I want to simulate X-means algorithm based on [1] in MATLAB. I have some questions about this algorithm.

X-means Algorithm Steps:

(1) Initialize K = Kmin.

(2) Run K-means algorithm.

(3) FOR k = 1,. . . ,K:
Replace each centroid μk by two centroids μ(1) and μ(2).

(The two new centroids for the initialization of each of the K-means algorithms are obtained by perturbing an original centroid in two opposite directions along a randomly chosen vector by an amount proportional to the size of the respective cluster.)

(4) Run K-means algorithm with K = 2 over the cluster k.
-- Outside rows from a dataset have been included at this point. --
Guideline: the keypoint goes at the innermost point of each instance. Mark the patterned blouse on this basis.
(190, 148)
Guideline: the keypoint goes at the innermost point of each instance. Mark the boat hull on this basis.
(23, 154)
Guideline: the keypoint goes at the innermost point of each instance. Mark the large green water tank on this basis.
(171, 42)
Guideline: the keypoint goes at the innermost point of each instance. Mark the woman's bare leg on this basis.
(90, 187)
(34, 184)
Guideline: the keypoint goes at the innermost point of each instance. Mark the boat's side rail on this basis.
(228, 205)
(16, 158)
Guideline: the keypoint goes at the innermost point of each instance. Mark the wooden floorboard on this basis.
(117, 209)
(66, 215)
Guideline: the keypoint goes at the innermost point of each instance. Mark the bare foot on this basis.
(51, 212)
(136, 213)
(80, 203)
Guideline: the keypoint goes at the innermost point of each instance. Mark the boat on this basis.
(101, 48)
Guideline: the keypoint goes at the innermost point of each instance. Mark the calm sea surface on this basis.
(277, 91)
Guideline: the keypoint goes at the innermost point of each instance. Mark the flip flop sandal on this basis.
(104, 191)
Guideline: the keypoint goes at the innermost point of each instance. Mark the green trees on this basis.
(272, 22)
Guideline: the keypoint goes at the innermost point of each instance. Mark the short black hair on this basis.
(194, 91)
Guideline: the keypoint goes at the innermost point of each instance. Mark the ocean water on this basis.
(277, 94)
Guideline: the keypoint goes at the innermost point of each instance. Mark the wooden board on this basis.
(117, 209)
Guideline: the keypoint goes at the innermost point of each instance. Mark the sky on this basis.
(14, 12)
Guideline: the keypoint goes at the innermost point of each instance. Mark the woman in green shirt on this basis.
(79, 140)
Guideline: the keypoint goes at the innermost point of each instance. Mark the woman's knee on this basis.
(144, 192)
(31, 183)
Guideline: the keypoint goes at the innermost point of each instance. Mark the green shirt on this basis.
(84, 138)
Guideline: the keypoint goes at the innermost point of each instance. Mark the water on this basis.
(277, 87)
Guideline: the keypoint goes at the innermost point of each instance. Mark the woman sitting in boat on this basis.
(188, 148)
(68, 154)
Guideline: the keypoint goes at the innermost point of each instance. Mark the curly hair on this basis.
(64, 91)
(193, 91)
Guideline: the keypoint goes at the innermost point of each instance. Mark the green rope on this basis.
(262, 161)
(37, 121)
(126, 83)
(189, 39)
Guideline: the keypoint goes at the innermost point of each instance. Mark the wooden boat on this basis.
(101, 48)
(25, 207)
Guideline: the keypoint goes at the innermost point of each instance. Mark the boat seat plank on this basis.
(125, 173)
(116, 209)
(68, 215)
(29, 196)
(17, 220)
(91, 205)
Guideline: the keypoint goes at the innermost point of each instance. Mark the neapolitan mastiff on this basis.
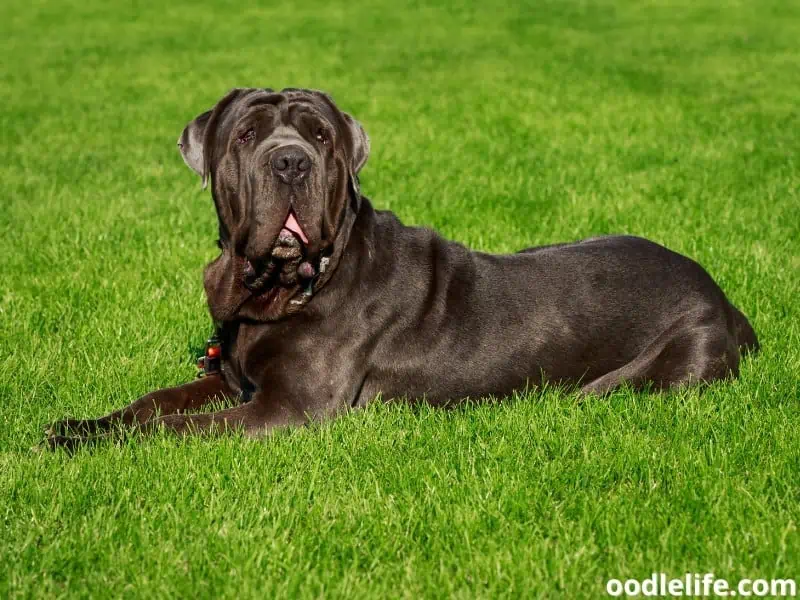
(322, 303)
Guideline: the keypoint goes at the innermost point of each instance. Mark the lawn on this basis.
(503, 126)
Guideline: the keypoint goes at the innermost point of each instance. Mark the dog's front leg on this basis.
(168, 401)
(255, 418)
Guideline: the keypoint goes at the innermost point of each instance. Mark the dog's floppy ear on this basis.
(197, 140)
(360, 150)
(191, 142)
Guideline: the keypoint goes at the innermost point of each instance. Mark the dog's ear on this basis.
(190, 143)
(197, 140)
(360, 149)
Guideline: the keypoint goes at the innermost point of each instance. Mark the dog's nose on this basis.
(290, 163)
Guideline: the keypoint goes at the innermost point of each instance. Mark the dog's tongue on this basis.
(293, 226)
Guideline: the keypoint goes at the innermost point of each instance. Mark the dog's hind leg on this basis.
(187, 397)
(696, 348)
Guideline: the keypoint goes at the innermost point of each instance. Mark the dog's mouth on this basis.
(285, 267)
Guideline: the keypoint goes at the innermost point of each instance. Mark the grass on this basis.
(503, 127)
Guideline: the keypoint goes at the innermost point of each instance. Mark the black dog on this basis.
(322, 303)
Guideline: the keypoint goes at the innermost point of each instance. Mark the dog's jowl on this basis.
(322, 303)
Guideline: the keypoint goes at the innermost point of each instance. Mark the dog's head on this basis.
(283, 168)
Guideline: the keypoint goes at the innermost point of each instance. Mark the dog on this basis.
(322, 304)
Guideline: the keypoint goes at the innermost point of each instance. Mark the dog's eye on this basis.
(246, 137)
(321, 137)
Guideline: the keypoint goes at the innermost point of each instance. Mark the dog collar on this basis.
(211, 361)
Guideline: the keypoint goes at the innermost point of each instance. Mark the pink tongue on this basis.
(293, 226)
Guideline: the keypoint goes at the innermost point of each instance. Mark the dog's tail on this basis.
(745, 336)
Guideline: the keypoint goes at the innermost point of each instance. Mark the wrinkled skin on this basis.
(323, 304)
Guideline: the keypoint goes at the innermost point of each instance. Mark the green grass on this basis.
(502, 126)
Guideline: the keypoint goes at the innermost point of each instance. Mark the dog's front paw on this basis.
(72, 427)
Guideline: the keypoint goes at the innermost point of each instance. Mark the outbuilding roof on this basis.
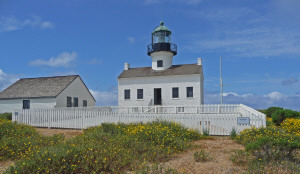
(173, 70)
(37, 87)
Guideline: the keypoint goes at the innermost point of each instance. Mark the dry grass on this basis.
(218, 148)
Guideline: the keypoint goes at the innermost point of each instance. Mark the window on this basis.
(189, 92)
(84, 103)
(75, 100)
(127, 94)
(139, 93)
(175, 92)
(26, 104)
(159, 63)
(180, 109)
(69, 101)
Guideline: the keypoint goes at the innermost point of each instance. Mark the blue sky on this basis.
(259, 42)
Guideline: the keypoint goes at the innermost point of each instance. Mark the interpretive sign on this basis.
(243, 120)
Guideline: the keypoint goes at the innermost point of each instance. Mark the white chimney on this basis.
(199, 61)
(126, 66)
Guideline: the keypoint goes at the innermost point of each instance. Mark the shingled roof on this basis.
(37, 87)
(174, 70)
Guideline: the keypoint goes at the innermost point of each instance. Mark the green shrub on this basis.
(280, 115)
(6, 116)
(201, 156)
(20, 141)
(110, 148)
(270, 144)
(266, 149)
(240, 158)
(271, 110)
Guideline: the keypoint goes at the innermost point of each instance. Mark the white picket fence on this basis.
(218, 119)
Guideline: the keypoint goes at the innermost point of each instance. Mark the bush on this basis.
(6, 116)
(110, 148)
(271, 110)
(291, 126)
(20, 141)
(270, 144)
(280, 115)
(240, 158)
(201, 156)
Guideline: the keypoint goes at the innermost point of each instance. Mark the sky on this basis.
(259, 42)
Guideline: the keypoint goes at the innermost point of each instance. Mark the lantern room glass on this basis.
(161, 37)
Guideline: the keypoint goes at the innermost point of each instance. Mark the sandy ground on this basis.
(69, 133)
(218, 148)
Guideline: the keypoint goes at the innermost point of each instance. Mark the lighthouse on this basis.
(162, 83)
(161, 49)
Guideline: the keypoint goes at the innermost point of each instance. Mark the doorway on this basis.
(157, 96)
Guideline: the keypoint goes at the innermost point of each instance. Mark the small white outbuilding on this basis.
(46, 92)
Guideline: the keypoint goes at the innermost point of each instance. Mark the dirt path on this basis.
(218, 148)
(69, 133)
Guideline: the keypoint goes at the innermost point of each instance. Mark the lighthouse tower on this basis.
(161, 49)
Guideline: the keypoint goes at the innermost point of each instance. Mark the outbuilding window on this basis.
(175, 92)
(140, 94)
(189, 92)
(160, 63)
(75, 102)
(69, 101)
(84, 103)
(26, 104)
(127, 94)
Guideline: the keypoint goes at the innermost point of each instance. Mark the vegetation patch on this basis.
(19, 141)
(110, 148)
(274, 148)
(201, 156)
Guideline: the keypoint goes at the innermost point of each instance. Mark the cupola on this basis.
(161, 49)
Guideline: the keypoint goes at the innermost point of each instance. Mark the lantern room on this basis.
(161, 40)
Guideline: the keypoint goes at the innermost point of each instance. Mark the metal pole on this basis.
(221, 80)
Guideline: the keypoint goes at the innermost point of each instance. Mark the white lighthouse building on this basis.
(163, 83)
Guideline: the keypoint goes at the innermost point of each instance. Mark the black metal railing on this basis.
(162, 47)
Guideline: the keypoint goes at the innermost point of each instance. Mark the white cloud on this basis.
(11, 23)
(274, 98)
(65, 73)
(95, 61)
(65, 59)
(244, 32)
(131, 40)
(105, 98)
(192, 2)
(6, 79)
(47, 24)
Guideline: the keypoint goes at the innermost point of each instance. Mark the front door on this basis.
(157, 96)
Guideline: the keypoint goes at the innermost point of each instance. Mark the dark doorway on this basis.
(157, 96)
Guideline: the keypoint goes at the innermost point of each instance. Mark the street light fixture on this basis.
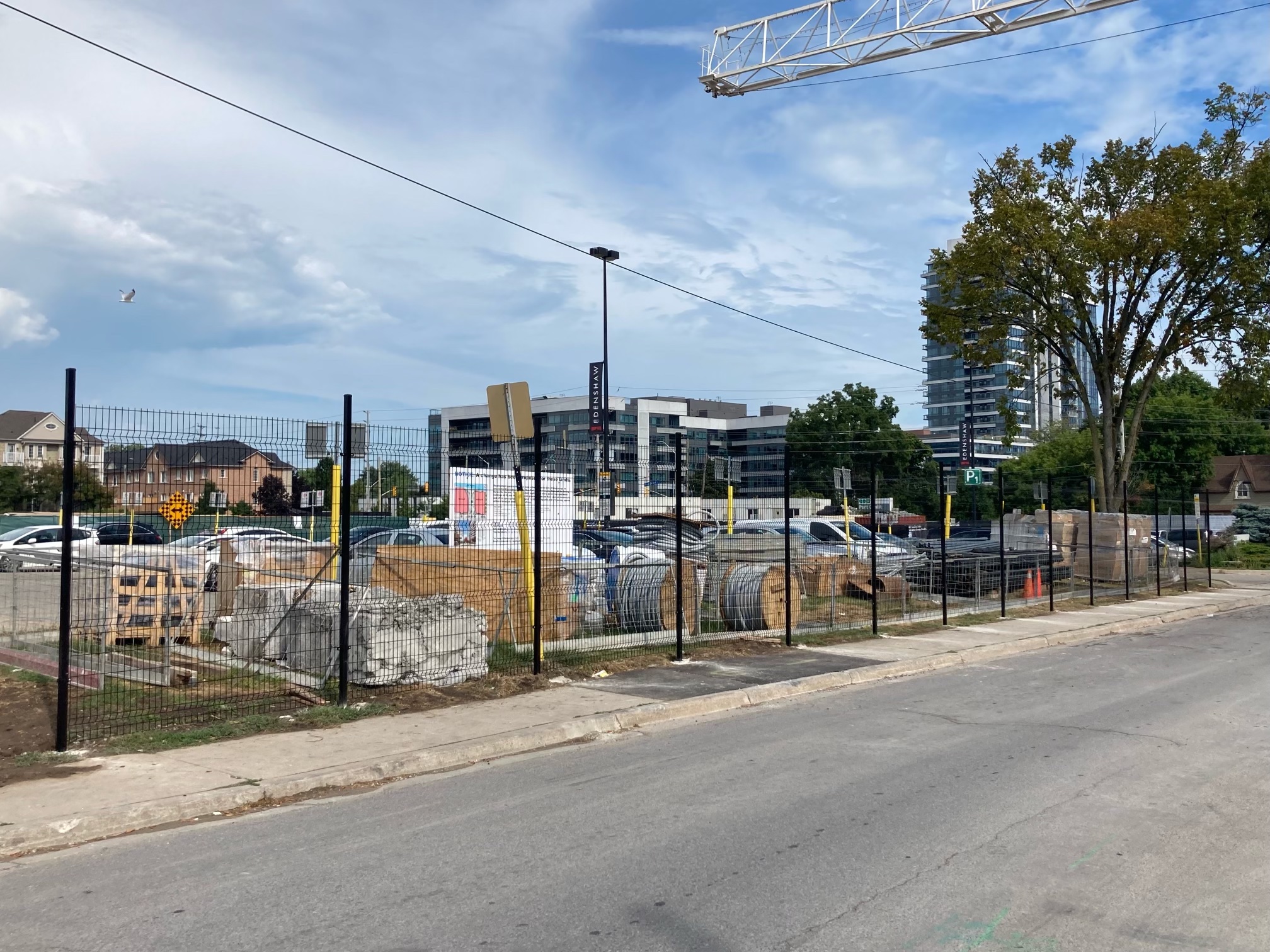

Replace or retain each centroid based on the model selection criterion.

(the algorithm performs a model selection test BIC to determine whether the two new clusters are a better model than the original single cluster in each of the cases.
BIC_{k}=-2*logL+klogN which N is number of observations and k is number of clusters and logL is the log-likelihod)

(5) IF convergence condition is not satisfied, go to Step (2).
Otherwise Stop.

Question 1: In step (3) how can I determine new centroids?

Question 2: In step (4) how can I use the model selection criterion to replace or retain new centroids based on [2]?

[1] X-means: Extending k-means with efficient estimation of the
number of clusters

[2] Notes on BIC for X-means Clustering

There are two other questions about BIC calculation in X-Means, but I don't know how can I use BIC based on [2] for X-means algorithm.

X-mean algorithm BIC calculation question

Using BIC to estimate the number of k in KMEANS

Best Answer

The new centroids are creating a new structure hypothesis, basically that the existing cluster should be split into two. Define the new centroids along a random vector about 1/3 the distance to the edge of the cluster. If you are using K-means, the average distance of points to the centroid would be a suitable criterion. The real problem is that K-means should not be used for anything. You should use EM, which is the same algorithm but with Gaussian distribution assumptions instead of uniform distribution assumptions. The counterpart of this for Gaussian distributions is easier to apply and more intuitively sensible besides. Try splitting the Gaussian along its principal axis, about 1.2 standard deviations out from the mean vector.